MisoTTS int8 (BigBlueCeiling)
A weight-only int8 quantization of
BigBlueCeiling/MisoTTS-bf16,
produced with torchao (int8_weight_only). Only the backbone/decoder Linear
layers are quantized; the embeddings, output heads, and projection stay bf16.
Experimental. Weight-only int8; bf16 remains the reference.
What it is for
Lowering the hardware floor. Quantization here is a memory lever, not a speed one: MisoTTS decodes one frame at a time, and those tiny per-step matmuls cannot feed the GPU's low-precision tensor cores, so int8 dequantizes to bf16 for the matmul. You get the VRAM saving, not a throughput win.

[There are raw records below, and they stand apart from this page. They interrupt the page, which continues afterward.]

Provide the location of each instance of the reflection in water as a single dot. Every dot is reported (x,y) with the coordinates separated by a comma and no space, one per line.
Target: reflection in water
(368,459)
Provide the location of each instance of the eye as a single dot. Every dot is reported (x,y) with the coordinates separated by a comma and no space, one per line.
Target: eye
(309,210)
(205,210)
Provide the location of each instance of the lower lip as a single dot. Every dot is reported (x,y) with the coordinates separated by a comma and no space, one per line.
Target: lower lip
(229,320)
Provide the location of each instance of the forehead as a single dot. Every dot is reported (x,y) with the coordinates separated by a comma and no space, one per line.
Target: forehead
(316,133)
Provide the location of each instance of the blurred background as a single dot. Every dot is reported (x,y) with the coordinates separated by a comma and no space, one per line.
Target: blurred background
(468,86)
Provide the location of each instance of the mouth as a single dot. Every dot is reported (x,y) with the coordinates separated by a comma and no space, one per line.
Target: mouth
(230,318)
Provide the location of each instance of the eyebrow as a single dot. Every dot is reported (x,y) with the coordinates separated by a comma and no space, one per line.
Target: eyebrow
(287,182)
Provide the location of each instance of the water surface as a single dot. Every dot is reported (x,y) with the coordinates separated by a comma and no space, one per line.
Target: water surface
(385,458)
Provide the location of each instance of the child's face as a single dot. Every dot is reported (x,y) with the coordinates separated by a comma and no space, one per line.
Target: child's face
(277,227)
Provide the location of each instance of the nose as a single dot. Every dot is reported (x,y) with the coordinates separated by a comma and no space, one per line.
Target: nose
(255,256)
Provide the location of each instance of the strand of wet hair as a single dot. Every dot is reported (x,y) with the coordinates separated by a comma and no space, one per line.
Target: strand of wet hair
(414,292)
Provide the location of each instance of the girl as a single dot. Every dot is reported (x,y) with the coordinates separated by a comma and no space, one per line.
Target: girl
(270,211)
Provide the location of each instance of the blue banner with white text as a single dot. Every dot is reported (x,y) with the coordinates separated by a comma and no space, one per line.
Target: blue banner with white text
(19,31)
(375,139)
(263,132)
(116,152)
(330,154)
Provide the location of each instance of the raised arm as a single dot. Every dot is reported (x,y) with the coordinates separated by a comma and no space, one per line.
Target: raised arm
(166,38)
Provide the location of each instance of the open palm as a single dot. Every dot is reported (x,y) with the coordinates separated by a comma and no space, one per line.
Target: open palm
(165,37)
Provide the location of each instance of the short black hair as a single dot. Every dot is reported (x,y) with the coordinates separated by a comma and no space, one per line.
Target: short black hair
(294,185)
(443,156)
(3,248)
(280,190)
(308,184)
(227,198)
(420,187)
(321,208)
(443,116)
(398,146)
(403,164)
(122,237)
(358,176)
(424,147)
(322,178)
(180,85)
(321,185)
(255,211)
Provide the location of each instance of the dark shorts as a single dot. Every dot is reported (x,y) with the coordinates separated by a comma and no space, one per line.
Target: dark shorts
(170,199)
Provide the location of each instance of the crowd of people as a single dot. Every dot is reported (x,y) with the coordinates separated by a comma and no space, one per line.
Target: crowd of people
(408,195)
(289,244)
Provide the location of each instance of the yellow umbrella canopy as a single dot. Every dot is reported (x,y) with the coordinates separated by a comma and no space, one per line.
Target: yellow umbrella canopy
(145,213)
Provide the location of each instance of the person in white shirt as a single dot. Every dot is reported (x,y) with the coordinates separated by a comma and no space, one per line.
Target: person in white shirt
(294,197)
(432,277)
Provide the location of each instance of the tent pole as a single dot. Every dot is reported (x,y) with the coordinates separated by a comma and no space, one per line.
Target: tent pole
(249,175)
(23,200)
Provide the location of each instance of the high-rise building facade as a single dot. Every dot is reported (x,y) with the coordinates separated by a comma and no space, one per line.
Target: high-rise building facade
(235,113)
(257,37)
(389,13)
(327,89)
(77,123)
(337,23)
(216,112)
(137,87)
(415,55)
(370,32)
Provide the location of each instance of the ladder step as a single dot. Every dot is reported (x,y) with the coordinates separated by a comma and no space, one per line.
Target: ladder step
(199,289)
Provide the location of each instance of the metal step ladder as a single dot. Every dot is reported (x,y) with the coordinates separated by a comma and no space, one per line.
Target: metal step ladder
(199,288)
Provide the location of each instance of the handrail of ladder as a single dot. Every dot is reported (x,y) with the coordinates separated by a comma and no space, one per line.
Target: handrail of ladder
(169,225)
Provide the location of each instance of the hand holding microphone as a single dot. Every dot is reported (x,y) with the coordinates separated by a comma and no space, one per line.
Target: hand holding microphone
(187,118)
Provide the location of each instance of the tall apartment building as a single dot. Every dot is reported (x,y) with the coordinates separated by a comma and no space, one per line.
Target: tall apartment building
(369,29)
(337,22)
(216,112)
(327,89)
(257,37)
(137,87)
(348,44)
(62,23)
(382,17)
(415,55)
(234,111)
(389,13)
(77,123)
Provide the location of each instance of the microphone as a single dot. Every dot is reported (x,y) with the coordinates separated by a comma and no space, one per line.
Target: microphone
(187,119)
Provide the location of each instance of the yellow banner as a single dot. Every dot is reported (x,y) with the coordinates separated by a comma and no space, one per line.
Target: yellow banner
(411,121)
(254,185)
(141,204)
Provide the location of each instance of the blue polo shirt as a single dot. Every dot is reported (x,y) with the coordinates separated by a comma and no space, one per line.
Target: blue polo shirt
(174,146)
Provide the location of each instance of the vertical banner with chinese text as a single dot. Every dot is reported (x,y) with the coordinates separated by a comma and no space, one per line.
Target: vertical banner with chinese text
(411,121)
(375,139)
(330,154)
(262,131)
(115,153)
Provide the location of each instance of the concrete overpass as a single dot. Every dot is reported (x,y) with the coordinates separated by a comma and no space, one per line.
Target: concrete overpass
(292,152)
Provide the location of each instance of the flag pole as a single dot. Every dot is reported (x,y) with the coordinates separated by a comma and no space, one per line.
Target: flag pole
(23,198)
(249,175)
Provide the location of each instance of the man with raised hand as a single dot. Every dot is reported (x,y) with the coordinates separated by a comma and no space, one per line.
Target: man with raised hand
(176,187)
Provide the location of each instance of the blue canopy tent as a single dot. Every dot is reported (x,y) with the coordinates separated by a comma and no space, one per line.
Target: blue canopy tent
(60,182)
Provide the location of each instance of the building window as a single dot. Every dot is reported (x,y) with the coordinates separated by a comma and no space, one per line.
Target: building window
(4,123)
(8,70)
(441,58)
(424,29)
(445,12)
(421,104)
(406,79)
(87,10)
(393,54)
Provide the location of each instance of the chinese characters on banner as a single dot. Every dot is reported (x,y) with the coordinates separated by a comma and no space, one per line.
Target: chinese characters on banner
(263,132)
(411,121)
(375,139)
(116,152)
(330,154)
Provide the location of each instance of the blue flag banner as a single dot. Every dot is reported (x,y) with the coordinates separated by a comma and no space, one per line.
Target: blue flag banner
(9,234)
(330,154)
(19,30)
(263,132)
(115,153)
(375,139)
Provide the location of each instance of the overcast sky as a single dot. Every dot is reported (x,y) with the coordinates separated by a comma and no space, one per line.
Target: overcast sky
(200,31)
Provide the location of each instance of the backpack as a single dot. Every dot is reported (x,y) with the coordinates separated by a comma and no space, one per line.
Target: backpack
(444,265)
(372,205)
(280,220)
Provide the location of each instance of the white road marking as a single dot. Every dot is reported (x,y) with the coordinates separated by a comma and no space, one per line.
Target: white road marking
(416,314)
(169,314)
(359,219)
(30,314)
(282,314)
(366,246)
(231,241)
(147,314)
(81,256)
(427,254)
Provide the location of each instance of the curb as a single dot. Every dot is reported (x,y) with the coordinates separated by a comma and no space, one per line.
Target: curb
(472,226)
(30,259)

- Fits: ~16 GB VRAM cards (RTX 4060 Ti 16G, 4070 Ti Super, A4000, ...)
- Quality: Quality-preserving: mean CER 0.11, WER 0.14, UTMOS 3.96 - statistically even with bf16 (CER 0.10 / WER 0.15 / UTMOS 3.94).
Use
This checkpoint is a torch.save'd torchao state_dict (model.pt). The serving
core in the MisoTTS repo pulls it
automatically when GPU-sense detects a matching VRAM tier. To load it directly:
from generator import load_miso_8b # from the MisoTTS repo
gen = load_miso_8b("cuda", model_path_or_repo_id="BigBlueCeiling/MisoTTS-int8",
prequantized=True)
Requires torch>=2.7 and a matching torchao (loading unpickles a torchao tensor
subclass, so weights_only=False is used; load only checkpoints you trust).
Model and original inference code are MisoLabs' work; see the upstream license.